Take Modal Excursions
Whether it’s a ten-minute solo during “Elizabeth Reed,” or one of the Brothers’ trademark extended cadenzas, you’ve gotta get fluent with the kind of extended modal jamming that permeated the band’s live performances. The emphasis on Am7’s upper extensions—the 9 (B), 11 (D), and 13 (F#)—played over the Im7-IV Dorian-based vamp in Ex. 5a reveals Allman’s professed admiration for the modal jazz of Miles Davis and John Coltrane. Ex. 5b is derived from three successive motifs that Allman regularly reprised during his extended closing improvisations in the Allman Brothers staple “You Don’t Love Me”: sliding parallel fifths reminiscent of his work on Clapton’s arrangement of “Little Wing,” a legato reading of the melody to “Joy to the World,” and a flashy display of upper-register A major-based thirty-second-note triplets.

10

Know a Must-Know Solo
Of course, you’ll need to learn a few key Duane Allman leads to really get inside the legend’s head. Allman’s 16-bar “Hoochie Coochie Man” solo [Ex. 6] may not be as well-known as some of his more famous lead work, but it’s a textbook look at Skydog’s fearlessly inventive style applied to a timeless Willie Dixon standard.
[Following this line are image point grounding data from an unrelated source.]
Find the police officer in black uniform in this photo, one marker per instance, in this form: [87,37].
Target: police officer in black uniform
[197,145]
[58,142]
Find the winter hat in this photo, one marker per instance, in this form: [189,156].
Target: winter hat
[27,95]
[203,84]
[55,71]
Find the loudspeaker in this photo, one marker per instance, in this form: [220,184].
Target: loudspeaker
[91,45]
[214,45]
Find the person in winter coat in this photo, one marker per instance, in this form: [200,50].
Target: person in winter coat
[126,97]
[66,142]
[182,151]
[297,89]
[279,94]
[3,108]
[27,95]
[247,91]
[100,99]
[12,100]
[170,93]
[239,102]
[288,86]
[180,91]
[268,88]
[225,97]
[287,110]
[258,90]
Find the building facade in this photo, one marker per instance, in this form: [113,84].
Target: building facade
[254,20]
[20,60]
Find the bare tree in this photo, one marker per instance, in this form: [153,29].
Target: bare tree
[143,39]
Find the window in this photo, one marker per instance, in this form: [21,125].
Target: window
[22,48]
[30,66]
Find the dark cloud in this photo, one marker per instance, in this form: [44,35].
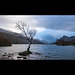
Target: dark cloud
[56,22]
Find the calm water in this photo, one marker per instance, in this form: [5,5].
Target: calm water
[50,52]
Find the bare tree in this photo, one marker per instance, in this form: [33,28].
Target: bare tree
[28,32]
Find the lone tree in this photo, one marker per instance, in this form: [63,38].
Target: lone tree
[28,32]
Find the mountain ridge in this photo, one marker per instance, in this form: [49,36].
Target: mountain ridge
[17,38]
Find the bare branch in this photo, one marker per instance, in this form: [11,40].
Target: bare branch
[29,33]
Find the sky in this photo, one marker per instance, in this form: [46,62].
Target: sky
[49,27]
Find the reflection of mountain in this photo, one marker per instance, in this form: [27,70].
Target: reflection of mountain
[16,38]
[65,40]
[48,39]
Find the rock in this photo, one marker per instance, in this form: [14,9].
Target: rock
[19,57]
[4,54]
[25,53]
[37,53]
[24,58]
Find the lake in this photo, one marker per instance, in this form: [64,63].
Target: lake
[49,52]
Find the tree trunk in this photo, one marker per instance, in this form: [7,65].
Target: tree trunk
[28,47]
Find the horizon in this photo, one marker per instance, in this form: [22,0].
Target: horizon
[49,27]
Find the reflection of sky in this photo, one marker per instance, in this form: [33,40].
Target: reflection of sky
[48,26]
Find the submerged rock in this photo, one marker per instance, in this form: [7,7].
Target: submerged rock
[25,53]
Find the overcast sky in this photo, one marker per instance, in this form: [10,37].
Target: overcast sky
[54,25]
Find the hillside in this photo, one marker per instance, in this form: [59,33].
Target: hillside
[65,40]
[16,38]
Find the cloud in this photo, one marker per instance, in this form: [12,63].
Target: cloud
[55,22]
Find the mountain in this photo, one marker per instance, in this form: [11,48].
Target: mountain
[17,38]
[65,40]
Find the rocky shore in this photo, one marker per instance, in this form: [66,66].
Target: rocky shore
[15,56]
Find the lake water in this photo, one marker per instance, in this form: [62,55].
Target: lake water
[50,52]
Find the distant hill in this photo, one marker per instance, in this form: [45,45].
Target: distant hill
[65,40]
[16,38]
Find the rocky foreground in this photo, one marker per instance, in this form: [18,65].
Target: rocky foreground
[15,56]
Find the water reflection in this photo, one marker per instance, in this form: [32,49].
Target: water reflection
[49,52]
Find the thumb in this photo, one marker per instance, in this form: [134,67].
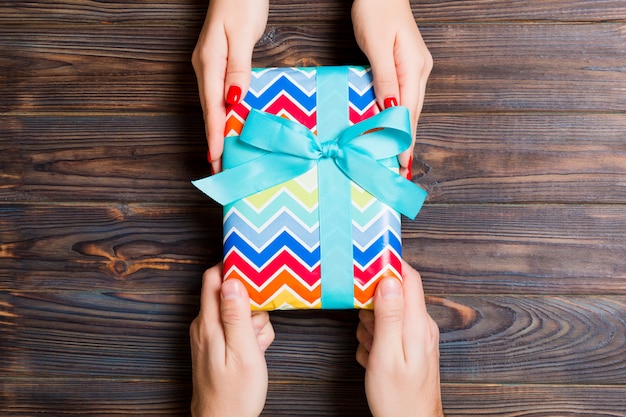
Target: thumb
[238,71]
[236,317]
[388,316]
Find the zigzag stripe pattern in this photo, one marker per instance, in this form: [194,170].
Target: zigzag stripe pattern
[271,239]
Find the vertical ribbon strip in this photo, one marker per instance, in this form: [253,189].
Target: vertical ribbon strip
[335,199]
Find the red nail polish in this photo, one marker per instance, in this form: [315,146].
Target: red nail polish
[209,160]
[390,102]
[234,94]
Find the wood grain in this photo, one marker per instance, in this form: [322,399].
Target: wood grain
[521,243]
[301,12]
[165,398]
[536,249]
[517,67]
[485,339]
[459,158]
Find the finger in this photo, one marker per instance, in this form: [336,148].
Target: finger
[265,337]
[362,355]
[364,336]
[207,326]
[236,319]
[238,67]
[388,313]
[384,73]
[259,320]
[366,317]
[214,117]
[263,329]
[413,71]
[418,323]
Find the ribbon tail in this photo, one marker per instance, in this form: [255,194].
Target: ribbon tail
[252,177]
[387,186]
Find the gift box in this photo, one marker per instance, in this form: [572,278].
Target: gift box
[310,187]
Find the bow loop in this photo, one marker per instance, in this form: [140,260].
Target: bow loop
[286,149]
[331,150]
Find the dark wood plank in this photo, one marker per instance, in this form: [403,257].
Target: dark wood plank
[119,246]
[478,67]
[517,158]
[103,398]
[95,397]
[301,12]
[525,249]
[485,339]
[118,158]
[459,158]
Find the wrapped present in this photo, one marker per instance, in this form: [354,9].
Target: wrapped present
[311,191]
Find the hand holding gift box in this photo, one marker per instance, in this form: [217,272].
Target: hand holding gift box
[311,199]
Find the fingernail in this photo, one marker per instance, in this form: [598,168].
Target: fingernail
[209,160]
[390,288]
[231,290]
[234,94]
[390,102]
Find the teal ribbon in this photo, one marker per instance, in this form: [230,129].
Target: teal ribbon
[283,149]
[272,150]
[334,191]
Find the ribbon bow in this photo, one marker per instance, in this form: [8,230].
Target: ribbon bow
[283,149]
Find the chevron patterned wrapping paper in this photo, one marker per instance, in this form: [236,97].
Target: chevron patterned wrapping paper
[272,238]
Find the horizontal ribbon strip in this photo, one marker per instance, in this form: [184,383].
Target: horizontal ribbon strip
[292,149]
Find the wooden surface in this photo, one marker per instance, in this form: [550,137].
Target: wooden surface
[522,247]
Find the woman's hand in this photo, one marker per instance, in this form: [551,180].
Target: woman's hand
[401,63]
[399,348]
[227,351]
[222,62]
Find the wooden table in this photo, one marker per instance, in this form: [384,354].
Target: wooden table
[522,247]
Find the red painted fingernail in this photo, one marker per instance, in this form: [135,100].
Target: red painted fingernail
[209,160]
[390,102]
[234,94]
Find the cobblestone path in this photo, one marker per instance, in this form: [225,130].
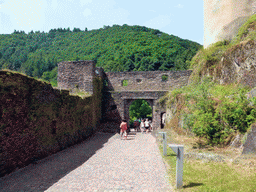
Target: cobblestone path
[102,163]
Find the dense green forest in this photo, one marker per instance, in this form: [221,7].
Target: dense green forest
[116,48]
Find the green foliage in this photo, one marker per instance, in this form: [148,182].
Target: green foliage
[140,109]
[211,114]
[116,48]
[247,30]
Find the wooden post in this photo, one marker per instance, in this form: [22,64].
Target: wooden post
[179,150]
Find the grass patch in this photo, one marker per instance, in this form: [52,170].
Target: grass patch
[212,176]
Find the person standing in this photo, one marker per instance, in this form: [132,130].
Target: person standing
[142,126]
[147,125]
[123,129]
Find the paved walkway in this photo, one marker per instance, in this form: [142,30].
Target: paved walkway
[102,163]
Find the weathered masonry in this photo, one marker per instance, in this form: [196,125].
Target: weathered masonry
[122,88]
[223,18]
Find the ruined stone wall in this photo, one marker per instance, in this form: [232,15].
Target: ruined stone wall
[76,74]
[146,80]
[223,18]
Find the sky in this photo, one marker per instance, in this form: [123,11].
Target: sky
[182,18]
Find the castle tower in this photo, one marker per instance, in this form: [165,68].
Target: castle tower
[223,18]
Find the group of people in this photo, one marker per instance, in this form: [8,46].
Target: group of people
[144,126]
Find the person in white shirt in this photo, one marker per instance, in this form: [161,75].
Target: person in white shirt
[142,126]
[147,125]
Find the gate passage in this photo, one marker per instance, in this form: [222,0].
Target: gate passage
[122,88]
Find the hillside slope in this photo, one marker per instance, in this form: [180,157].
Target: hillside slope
[219,103]
[116,48]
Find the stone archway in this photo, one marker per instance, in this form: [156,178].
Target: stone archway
[128,102]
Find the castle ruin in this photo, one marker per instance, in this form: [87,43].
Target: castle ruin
[223,18]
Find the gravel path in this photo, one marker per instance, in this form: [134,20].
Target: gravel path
[102,163]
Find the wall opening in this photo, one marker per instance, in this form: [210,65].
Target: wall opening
[138,110]
[124,82]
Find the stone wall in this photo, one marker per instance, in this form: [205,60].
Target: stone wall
[223,18]
[76,74]
[121,88]
[146,80]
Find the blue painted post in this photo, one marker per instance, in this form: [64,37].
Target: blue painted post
[179,150]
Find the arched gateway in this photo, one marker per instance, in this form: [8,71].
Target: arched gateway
[122,88]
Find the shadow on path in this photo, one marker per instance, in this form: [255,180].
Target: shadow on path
[41,176]
[191,184]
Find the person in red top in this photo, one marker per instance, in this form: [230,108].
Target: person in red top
[123,128]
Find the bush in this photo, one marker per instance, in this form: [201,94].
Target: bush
[213,115]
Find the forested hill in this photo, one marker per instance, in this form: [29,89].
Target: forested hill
[116,48]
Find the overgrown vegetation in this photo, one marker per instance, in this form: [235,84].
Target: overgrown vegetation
[116,48]
[202,175]
[211,111]
[207,59]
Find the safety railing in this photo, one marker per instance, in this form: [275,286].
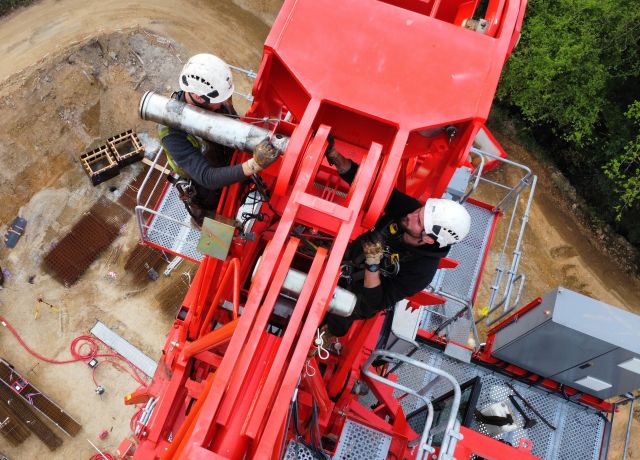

Amazingly, Allman still manages to conjure a slide vibe using only a pick and bare fingers—compelling evidence that with or without bottleneck, this was simply how the guitarist heard his instrument. Savor his staccato call-and-response phrases (bars 1 – 8), deceptive pre-bends (bars 2, 3, 7, 13, and 14), gritty over-bends (bars 1, 4, 5 and 10), two-against-three poly-rhythms (bars 13 and 14), and, as Duane so aptly put it, “Just rock on, and have you a good time!”